Integral Review

A Transdisciplinary and Transcultural Journal For New Thought, Research, and Praxis

Posts Tagged ‘Gloria Anzaldua’

The Divine Feminist: A Diversity of Perspectives That Honor Our Mothers’ Gardens by Integrating Spirituality and Social Justice

Arisika Razak

While spirituality has often  been separated  from  feminism, this  essay  suggests that a number of prominent theorists in the diverse fields of Africana Studies (Amadiume, 1998; Badjo,1996; Teish,1994); Chicano Studies (Anzaldua, 2007/1987); Indigenous Studies (Harjo, 1991; Mehesuah, 2003); Islamic Studies (Wadud, 2006); Queer Studies (Grahn, 2009); and Women’s Spirituality/Women and Gender Studies (Brooten, 2010; Walker, 1983) have all linked empowered roles for women and other oppressed groups to contemporary and historic liberatory spiritual frameworks and culturally specific Indigenous roles for women and other oppressed genders. The contemporary divine feminist, (a term coined by Professor Alka Arora) is one who walks the contested borderlands between secular feminisms, philosophy and religious studies, and ethnic/indigenous studies.

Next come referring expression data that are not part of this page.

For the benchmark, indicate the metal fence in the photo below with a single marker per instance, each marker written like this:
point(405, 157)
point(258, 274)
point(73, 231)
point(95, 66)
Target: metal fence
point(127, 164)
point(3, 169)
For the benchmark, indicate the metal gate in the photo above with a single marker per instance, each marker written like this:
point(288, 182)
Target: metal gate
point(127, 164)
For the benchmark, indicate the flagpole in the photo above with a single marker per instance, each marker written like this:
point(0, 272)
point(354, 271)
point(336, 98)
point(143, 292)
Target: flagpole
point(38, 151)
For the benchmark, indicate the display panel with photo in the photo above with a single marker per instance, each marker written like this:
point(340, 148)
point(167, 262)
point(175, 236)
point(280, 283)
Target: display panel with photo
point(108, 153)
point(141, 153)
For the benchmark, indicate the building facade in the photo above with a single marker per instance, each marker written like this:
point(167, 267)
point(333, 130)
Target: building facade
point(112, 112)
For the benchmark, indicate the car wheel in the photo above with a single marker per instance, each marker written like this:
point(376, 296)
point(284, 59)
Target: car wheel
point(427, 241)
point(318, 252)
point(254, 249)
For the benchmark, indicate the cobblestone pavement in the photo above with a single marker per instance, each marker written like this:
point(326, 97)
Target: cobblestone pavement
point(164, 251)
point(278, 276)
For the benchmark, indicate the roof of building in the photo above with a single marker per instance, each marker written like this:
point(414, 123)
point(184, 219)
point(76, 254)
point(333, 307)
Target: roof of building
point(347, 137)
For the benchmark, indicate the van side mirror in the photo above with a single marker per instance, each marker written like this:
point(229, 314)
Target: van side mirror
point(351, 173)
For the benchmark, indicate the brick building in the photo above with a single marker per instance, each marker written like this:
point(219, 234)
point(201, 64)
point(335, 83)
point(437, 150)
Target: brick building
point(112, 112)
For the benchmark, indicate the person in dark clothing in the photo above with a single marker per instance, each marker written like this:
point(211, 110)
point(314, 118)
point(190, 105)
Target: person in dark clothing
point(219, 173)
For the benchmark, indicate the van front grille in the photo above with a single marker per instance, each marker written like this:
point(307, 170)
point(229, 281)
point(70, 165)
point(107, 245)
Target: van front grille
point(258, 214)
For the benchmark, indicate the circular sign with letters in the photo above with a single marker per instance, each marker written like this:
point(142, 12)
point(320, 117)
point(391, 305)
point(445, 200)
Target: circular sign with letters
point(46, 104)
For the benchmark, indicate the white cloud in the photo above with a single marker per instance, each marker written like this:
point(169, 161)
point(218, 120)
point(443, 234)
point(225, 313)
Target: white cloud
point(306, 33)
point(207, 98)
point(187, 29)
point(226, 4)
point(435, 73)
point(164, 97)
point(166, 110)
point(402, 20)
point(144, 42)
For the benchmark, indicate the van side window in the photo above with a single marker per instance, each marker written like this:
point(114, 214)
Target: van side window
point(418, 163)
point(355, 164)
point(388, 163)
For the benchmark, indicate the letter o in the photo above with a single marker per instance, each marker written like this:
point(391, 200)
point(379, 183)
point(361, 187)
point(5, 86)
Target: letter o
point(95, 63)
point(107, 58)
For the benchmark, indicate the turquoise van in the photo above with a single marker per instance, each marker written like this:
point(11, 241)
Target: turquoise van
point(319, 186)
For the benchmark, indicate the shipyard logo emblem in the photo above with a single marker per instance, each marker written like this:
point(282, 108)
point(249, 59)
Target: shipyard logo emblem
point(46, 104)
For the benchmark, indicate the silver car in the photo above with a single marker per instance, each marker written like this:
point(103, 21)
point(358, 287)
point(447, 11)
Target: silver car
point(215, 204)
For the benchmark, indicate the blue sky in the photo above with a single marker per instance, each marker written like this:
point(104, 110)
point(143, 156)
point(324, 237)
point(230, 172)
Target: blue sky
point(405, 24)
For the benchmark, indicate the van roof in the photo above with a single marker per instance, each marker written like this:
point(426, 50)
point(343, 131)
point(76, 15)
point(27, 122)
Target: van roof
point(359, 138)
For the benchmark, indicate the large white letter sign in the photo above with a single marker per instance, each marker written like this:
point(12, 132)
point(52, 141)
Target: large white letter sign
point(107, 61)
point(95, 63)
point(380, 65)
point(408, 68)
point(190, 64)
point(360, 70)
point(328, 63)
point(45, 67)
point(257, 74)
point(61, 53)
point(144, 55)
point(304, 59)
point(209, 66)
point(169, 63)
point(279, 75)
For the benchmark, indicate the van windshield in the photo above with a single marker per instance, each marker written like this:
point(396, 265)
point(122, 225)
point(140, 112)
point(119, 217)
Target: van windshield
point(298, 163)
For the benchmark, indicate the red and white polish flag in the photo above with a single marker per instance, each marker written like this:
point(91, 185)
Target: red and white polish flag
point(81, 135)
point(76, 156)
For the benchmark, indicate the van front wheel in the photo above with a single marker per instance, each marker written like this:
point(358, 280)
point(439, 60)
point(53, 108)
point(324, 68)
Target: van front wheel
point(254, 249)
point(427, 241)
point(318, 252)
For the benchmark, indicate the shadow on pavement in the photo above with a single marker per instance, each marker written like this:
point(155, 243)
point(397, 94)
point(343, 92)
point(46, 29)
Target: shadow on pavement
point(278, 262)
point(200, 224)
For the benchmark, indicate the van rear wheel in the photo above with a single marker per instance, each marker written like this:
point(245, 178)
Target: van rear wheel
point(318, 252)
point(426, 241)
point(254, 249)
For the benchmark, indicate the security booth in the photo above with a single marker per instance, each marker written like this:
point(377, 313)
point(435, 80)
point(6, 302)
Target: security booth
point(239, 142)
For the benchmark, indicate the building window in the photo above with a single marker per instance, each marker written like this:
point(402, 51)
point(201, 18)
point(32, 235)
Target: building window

They integrate diverse spiritual frameworks elaborated by people of color, liberatory theory and praxis supporting the empowerment of women and other oppressed genders with Euro-American academic perspectives, and contemporary disability and embodiment studies to develop new forms of activism, scholarship and alliance building that benefits the Earth and all sentient life.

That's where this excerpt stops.